Manners have always been touch and go in the email realm. For some reason, it’s just way easy to forget all those hard-earned composition rules we learned in school (i.e. never typing in all caps and never abandoning spell check). It’s also amazingly easier to get snippy, throw temper tantrums, and tell bad jokes.
As more customers and businesses continue to chat with one another via email, Twitter, and chat programs, preventing any cyberspace misfires is of the utmost importance. And it’s not a simple matter of copyediting. Even emails sent with the very best intentions can get mired in woefully failed attempts at humor or confusing missives that ramble on forever.
And while we all might not be born writers, there is really only one very simple golden rule to follow: Treat your online business relationships in the same way you’d treat your in-person business relationships.
“However personal or isolated an experience typing at a computer might be, remember there’s a person at the other end having a similar experience,” says Daniel Post Senning, great-great grandson of etiquette queen Emily Post. “So much of the inconsiderate behavior we see online comes from people who develop this sense that they’re working in a vacuum. They forget there are other people out there who will be impacted.”
Remember the actual people behind the emails, chats, etc.
Yes, though it is easy to forget, there are people lurking behind those email screens. They might be customers who have purchased your product, subscribed to your services, or on the fence about sinking their money into your business. So when you talk to them, you really have to talk to them as if they were in the room with you. If a new customer is standing in front of you, the chances of delivering a reply dripping in sarcasm is highly unlikely, and it should be equally as unlikely online.
The most common piece of advice Senning gives out is to behave online as if you are on the main street of your hometown. “You want to model the behavior you want to see. And one bad turn doesn’t necessarily deserve or justify another,” he says.
Sweet! So what do we do now?
- In email, stick to the facts. The subtler aspects of communication – emotion, humor, sarcasm – don’t translate as well.
- Take time to proof those emails, engage spell check, and behave like a preposition or grammar Nazi if need be to make the right impression.
- Have a strong company email policy, one that’s detailed enough that customer service reps (or whoever) know what’s expected of them at all times and what to do if they are unsure.
- But the policy should not be so detailed that it’s unenforceable or becomes ridiculous. With a strong policy there is little room for personal opinions or creative license.

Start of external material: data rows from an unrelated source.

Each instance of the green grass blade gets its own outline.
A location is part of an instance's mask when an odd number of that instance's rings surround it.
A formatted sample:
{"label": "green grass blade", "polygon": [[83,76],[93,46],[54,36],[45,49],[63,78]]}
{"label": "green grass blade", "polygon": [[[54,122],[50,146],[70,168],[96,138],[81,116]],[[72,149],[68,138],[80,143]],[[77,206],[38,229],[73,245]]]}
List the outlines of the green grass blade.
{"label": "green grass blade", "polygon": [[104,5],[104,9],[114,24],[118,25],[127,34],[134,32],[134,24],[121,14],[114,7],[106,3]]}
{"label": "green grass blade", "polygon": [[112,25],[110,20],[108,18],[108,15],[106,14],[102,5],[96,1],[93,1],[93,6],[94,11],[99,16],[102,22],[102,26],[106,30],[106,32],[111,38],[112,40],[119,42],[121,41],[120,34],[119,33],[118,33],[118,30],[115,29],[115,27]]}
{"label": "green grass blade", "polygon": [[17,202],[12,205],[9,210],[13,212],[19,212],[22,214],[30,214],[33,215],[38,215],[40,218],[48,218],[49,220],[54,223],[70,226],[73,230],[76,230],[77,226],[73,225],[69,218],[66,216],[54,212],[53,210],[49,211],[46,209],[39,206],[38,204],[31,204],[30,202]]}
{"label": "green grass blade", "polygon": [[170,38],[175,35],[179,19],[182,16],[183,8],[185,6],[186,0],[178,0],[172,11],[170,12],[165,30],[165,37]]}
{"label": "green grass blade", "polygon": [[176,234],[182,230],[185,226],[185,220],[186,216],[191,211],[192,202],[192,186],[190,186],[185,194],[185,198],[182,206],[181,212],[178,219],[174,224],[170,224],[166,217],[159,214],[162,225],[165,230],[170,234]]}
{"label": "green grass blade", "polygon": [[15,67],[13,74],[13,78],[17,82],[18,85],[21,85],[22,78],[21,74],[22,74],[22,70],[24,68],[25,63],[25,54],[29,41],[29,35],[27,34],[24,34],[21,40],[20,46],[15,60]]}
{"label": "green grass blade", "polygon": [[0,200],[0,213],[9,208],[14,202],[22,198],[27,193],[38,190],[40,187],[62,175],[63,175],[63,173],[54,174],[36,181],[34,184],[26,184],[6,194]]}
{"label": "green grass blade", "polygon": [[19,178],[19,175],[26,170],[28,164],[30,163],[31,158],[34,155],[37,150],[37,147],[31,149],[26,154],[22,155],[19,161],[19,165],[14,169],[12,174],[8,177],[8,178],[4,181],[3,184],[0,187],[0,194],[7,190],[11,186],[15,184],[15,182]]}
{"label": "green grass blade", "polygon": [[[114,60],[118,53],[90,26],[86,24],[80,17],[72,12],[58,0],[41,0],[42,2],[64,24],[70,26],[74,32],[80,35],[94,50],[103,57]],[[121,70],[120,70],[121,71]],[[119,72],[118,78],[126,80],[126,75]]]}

- Write complete sentences in a way that suggests you know what you’re talking about and did in fact graduate from grade school.
- Don’t send out emails filled with typos, forget to capitalize your name, and miss other basic grammar rules; it’s bad for the company’s image.
(Above tips courtesy of Judith Kallos, creator of NetManners.com and TheIStudio.com, through which she operates a network of email etiquette sites.)
That’s right, just because you can do something doesn’t mean you should. Even when the psycho commenter won’t relent, under no circumstances should you get drawn into any infantile, email-based pissing contests to prove superiority.
But I’m really funny
OK, so that stuff is kind of obvious, but what about those times when, hey, you’re a funny guy or gal, and you just wanted to make the exchange between you and customer a little fun. Everyone has probably lived through the aftermath of a perfectly innocent email received in the completely wrong way. What people must remember is that cyberspace lacks an important ingredient for communication: non-verbal cues.
“When you get a telephone call you retain tone of voice and inflection, but you lose all of the non verbal cues that come from body language, dress, manner, eye contact,” Senning says. “When you go to email you remove yet another layer of interpretation.”